Writing Music in Light

Color Keyboard

Color Keyboard

The Russian composer Alexander Scriabin was very interested in relating color and sound. Scriabin had synesthesia – he actually heard in color; his friend Nikolai Rimsky-Korsakov had the same sense. In 1910, Scriabin codified his sound and color senses and composed a work that would use both aspects in performance: Prometheus: Poem of Fire. He started writing it in 1909 and completed it in 1910.

As you remember, Prometheus was the titan who stole fire from the exclusive use of the gods on Olympus and brought it to mankind.

Scriabin developed his clavier à lumières (keyboard with lights), also called in the score tastiéra per luce, where both colors (red, blue, etc.) and effects (lightning, sparkles) were controlled off from a keyboard. One copy of this instrument was developed for the première in New York in 1915, created by Scriabin’s friend Alexander Mozart, an electrical engineer. It was very primitive and has largely been abandoned in performances of the work.
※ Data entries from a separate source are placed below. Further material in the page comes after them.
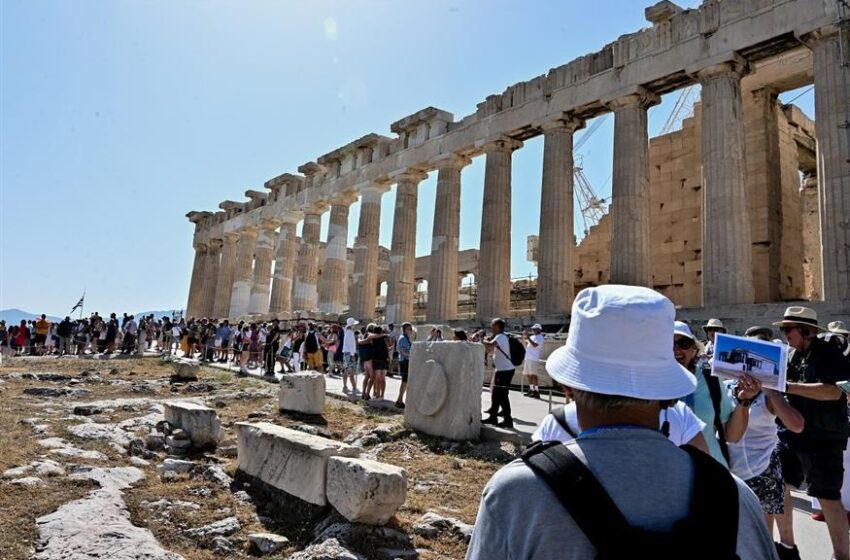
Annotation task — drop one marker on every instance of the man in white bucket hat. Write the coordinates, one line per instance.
(815, 455)
(585, 499)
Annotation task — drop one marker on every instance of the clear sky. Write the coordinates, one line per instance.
(118, 117)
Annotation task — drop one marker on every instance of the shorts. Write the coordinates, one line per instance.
(820, 464)
(768, 486)
(314, 359)
(349, 362)
(532, 367)
(380, 365)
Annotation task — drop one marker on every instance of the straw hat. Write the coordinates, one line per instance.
(798, 315)
(619, 344)
(714, 324)
(838, 328)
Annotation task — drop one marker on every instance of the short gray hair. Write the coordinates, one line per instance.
(599, 401)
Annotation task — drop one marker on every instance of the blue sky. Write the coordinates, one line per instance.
(118, 117)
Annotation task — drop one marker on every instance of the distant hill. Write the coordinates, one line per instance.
(15, 316)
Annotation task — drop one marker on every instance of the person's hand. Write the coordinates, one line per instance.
(748, 387)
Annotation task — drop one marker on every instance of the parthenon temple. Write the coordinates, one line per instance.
(749, 202)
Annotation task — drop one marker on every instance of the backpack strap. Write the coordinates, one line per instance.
(560, 416)
(714, 503)
(576, 487)
(715, 392)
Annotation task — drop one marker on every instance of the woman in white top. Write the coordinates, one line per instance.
(677, 422)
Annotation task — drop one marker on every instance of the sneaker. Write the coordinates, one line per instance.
(786, 553)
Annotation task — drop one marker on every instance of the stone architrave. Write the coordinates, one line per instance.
(302, 392)
(630, 255)
(365, 491)
(364, 285)
(332, 286)
(196, 284)
(261, 286)
(226, 270)
(494, 277)
(401, 286)
(243, 278)
(200, 422)
(285, 260)
(211, 268)
(289, 460)
(832, 115)
(305, 294)
(557, 240)
(727, 269)
(444, 389)
(442, 284)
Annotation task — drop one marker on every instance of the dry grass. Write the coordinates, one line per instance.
(444, 480)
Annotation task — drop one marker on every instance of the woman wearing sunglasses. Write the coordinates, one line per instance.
(710, 401)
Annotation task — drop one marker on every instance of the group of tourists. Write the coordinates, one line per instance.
(604, 481)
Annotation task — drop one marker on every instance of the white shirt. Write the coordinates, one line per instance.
(532, 353)
(501, 359)
(684, 425)
(349, 342)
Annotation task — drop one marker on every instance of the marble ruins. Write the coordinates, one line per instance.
(712, 215)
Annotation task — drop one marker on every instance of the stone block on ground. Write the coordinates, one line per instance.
(365, 491)
(288, 460)
(200, 422)
(444, 389)
(302, 392)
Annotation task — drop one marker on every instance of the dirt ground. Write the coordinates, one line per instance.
(443, 477)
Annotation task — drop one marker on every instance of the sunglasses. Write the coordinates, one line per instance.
(684, 343)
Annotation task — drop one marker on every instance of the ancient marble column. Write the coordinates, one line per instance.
(442, 283)
(261, 286)
(305, 294)
(727, 270)
(401, 286)
(206, 304)
(286, 257)
(226, 270)
(630, 190)
(832, 115)
(243, 277)
(333, 284)
(364, 288)
(557, 238)
(193, 306)
(494, 278)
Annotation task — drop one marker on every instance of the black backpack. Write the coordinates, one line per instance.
(714, 503)
(516, 349)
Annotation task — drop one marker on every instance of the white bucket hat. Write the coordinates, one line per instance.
(619, 344)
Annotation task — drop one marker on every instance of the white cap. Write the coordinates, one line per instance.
(619, 344)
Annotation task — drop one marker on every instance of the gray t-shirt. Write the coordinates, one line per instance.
(648, 478)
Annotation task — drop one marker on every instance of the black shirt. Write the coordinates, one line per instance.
(821, 363)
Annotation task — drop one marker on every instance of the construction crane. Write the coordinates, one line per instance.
(682, 109)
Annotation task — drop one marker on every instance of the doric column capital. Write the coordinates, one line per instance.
(565, 121)
(409, 175)
(499, 144)
(632, 97)
(723, 65)
(346, 198)
(451, 161)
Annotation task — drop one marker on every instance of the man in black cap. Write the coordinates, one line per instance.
(816, 454)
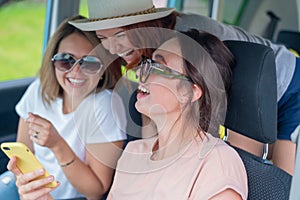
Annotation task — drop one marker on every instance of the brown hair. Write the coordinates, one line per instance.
(50, 87)
(209, 66)
(141, 38)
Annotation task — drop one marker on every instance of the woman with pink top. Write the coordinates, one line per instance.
(183, 90)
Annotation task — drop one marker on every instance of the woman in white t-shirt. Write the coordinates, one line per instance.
(67, 120)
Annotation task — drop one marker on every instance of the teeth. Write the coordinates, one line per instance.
(75, 81)
(144, 90)
(126, 53)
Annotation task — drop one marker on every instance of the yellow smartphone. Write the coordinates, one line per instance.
(26, 162)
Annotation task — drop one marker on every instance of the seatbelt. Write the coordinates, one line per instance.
(295, 192)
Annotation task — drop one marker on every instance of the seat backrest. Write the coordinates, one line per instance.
(252, 112)
(291, 39)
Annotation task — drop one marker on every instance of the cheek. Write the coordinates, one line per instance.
(59, 76)
(164, 95)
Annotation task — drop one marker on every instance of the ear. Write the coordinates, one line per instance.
(197, 93)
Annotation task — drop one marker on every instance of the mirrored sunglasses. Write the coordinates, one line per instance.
(148, 66)
(66, 62)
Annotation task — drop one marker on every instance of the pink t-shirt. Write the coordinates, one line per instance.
(199, 171)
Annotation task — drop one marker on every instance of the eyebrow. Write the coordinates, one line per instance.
(159, 57)
(102, 36)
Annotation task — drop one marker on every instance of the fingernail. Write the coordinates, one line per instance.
(50, 178)
(41, 171)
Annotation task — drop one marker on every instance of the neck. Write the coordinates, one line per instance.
(173, 135)
(70, 103)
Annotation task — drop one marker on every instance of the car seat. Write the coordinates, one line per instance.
(252, 112)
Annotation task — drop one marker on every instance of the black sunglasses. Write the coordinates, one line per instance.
(148, 66)
(66, 62)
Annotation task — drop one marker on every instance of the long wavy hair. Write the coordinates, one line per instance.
(208, 62)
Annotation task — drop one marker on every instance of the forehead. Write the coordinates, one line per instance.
(76, 44)
(109, 32)
(170, 47)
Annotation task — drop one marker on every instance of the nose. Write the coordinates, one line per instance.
(112, 45)
(75, 68)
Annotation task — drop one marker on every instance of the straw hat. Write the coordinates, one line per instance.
(105, 14)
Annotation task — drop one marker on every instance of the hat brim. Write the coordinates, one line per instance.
(87, 25)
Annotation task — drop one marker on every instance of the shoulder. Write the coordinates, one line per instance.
(216, 150)
(140, 146)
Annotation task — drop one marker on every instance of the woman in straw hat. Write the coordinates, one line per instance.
(111, 20)
(77, 143)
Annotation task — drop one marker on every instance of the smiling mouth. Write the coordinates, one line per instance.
(126, 53)
(75, 81)
(143, 90)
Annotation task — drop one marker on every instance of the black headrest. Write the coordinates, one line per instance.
(291, 39)
(252, 107)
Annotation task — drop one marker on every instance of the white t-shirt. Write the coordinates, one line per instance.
(94, 121)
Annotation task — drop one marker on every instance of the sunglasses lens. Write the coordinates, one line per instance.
(63, 62)
(90, 64)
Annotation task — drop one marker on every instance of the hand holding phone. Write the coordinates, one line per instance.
(26, 161)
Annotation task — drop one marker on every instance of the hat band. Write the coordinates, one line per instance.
(148, 11)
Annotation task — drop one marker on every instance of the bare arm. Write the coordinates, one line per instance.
(94, 177)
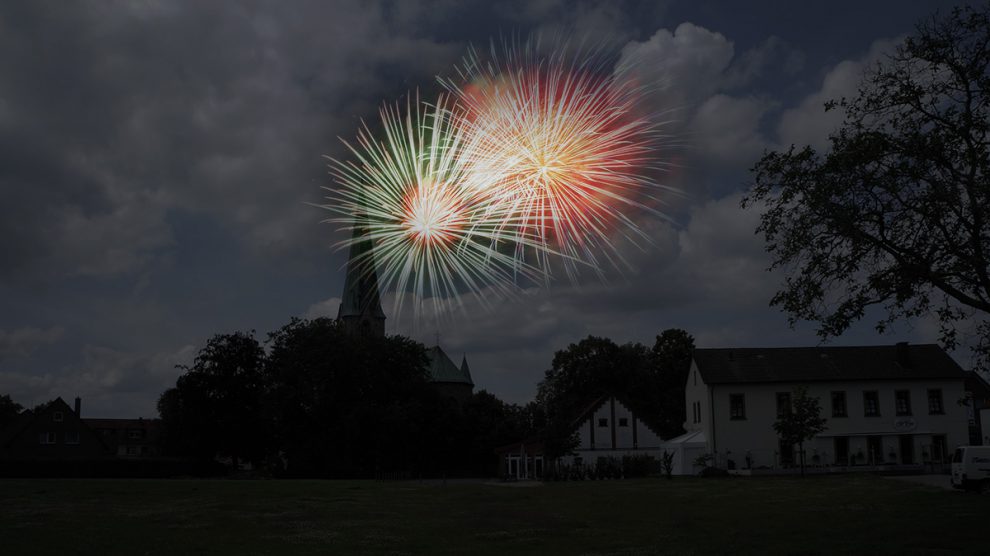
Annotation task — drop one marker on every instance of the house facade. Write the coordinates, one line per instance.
(53, 431)
(884, 405)
(609, 429)
(129, 438)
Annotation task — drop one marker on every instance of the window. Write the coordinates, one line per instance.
(871, 403)
(939, 453)
(935, 406)
(839, 404)
(737, 406)
(902, 402)
(783, 403)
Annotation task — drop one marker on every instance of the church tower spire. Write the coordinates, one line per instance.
(360, 304)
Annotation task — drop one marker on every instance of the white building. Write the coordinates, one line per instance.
(885, 405)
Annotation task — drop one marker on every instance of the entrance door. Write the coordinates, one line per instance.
(907, 449)
(786, 454)
(874, 450)
(842, 450)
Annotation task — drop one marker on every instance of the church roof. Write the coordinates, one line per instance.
(442, 369)
(361, 294)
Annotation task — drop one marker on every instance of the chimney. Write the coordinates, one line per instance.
(902, 354)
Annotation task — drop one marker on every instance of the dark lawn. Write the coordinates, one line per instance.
(857, 514)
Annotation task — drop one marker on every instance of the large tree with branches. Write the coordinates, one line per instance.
(894, 214)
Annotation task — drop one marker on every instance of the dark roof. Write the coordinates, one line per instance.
(442, 369)
(100, 423)
(899, 361)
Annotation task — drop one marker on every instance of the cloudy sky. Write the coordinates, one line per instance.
(158, 161)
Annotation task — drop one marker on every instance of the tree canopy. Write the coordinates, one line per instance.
(895, 214)
(9, 409)
(801, 421)
(650, 380)
(216, 405)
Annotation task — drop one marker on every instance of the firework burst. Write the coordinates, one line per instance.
(562, 145)
(433, 236)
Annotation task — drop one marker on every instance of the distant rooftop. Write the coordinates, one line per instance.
(443, 369)
(899, 361)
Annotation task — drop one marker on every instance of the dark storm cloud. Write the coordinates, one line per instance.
(222, 109)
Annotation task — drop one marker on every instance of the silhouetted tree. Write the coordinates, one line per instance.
(584, 372)
(346, 404)
(487, 423)
(9, 410)
(801, 422)
(897, 213)
(216, 406)
(672, 354)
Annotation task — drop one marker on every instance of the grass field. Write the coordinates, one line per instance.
(852, 514)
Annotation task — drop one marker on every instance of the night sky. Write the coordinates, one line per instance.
(159, 162)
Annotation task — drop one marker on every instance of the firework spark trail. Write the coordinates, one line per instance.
(432, 236)
(559, 145)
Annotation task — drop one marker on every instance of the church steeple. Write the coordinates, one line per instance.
(360, 304)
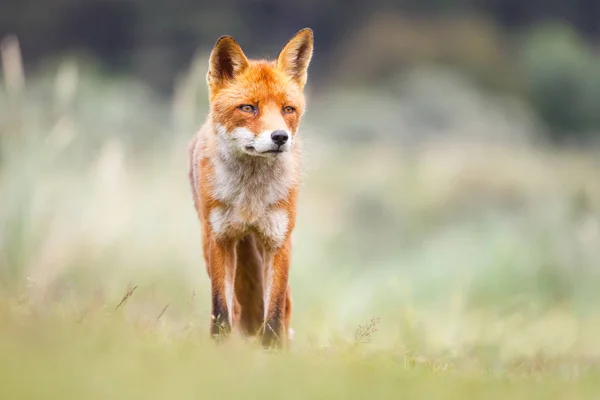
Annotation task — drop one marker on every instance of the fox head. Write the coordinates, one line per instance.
(256, 105)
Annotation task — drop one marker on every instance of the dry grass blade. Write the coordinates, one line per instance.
(364, 332)
(162, 312)
(126, 297)
(12, 65)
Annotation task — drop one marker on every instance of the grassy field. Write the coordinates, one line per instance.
(451, 268)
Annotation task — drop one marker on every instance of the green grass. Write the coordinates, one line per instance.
(454, 269)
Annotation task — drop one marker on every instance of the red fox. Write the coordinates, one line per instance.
(244, 170)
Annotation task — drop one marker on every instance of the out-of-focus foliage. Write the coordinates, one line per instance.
(494, 43)
(563, 76)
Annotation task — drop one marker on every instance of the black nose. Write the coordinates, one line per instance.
(279, 137)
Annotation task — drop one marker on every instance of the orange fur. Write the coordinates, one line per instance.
(245, 185)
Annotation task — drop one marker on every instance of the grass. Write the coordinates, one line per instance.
(452, 269)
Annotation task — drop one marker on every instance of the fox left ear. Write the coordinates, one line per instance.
(226, 60)
(296, 55)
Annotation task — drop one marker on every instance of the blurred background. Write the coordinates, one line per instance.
(452, 170)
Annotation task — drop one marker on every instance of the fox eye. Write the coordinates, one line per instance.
(247, 108)
(289, 110)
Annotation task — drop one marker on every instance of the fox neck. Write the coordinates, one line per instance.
(248, 175)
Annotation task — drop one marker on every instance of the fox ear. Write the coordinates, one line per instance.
(295, 56)
(226, 60)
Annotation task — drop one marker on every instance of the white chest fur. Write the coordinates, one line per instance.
(249, 189)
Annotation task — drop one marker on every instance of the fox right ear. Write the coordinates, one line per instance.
(226, 60)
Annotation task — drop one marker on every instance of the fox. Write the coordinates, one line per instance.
(244, 171)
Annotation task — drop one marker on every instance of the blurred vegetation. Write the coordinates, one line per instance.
(543, 54)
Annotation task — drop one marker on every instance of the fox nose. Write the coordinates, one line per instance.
(279, 137)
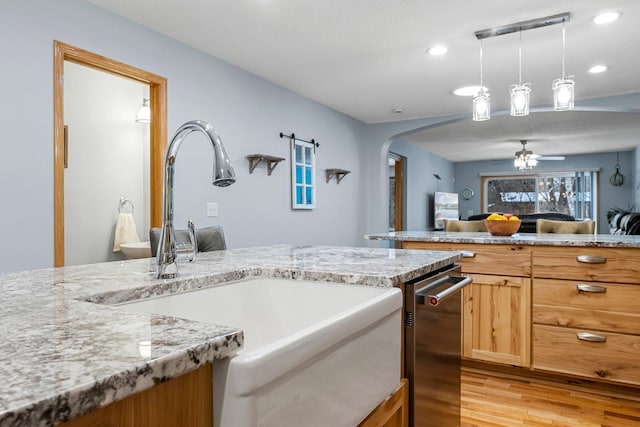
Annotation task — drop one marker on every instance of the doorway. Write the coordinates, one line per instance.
(157, 132)
(396, 192)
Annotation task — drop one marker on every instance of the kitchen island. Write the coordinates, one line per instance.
(68, 351)
(558, 304)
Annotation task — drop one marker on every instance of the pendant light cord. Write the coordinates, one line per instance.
(481, 87)
(563, 49)
(520, 60)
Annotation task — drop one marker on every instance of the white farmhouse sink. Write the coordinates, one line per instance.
(315, 354)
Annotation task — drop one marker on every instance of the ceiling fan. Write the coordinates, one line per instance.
(525, 159)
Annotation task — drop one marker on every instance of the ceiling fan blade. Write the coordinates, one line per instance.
(551, 158)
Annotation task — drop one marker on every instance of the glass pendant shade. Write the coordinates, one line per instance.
(481, 106)
(563, 94)
(144, 112)
(520, 95)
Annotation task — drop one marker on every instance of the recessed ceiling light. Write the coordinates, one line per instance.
(437, 50)
(469, 90)
(606, 17)
(596, 69)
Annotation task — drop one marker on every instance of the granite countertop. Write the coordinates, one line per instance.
(68, 351)
(590, 240)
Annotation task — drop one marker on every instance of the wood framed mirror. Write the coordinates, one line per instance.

The twenty-minute long work is part symphonic poem and part piano concerto, and includes, in additional to the regular symphony players, a pianist, an organist (and the tastiéra per luce player) and a chorus.

By chromatic scale

Note

Colour

C

red (intense)

C♯

violet or purple

D

yellow

D♯

flesh (glint of steel)

E

sky blue (moonshine or frost)

F

deep red

F♯

bright blue or violet

G

orange

G♯

violet or lilac

A

green

A♯

rose or steel

B

blue or pearly blue

This list is not to say how Scriabin himself looked at color, since we find that there’s actually a pattern hidden in plain sight (or before our very ears) – when you put the colors in chromatic order (ROY G BIV, or Rainbow order), we find that they create a very common musical idea: the circle of fifths, which has been guiding music since the Baroque era.

By spectrum

Colour

Note

deep red

F

red

C

orange

G

yellow

D

green

A

sky blue

E

blue

B

bright blue

F♯

violet or purple

C♯

lilac

G♯

flesh

D♯

rose

A♯

Color/notes arranged in chromatic order

Color/notes arranged in chromatic order

A new version of the instrument was created for a performance of the work in 1998 in New York by the American Symphony Orchestra under Leon Botstein. Unfortunately, the keyboard colors and the piece suffered from coordination problems and Scriabin’s vision of music and lights didn’t come to its true realization.

The piece begins with his “mystic chord” (A-D#-G-C#-F#-B) and everything in the piece derives from that set of notes. One commentator thought that piano part, which often solos with music that is much more playful than in the orchestra, represents Man – “dancing to the rhythms of the cosmos.” The piece ends, rather unexpectedly, in F# (bright blue), “suggesting the triumphant presence of the human within the cosmos.”

To see this realized in accordance with Scriabin’s score, but with modern multi-media techniques, Yale University was able to do a credible performance in 2010, a mere century after Scriabin started work on the piece. In this performance, the luce’s part is represented by the circle with rays that is centred behind the orchestra.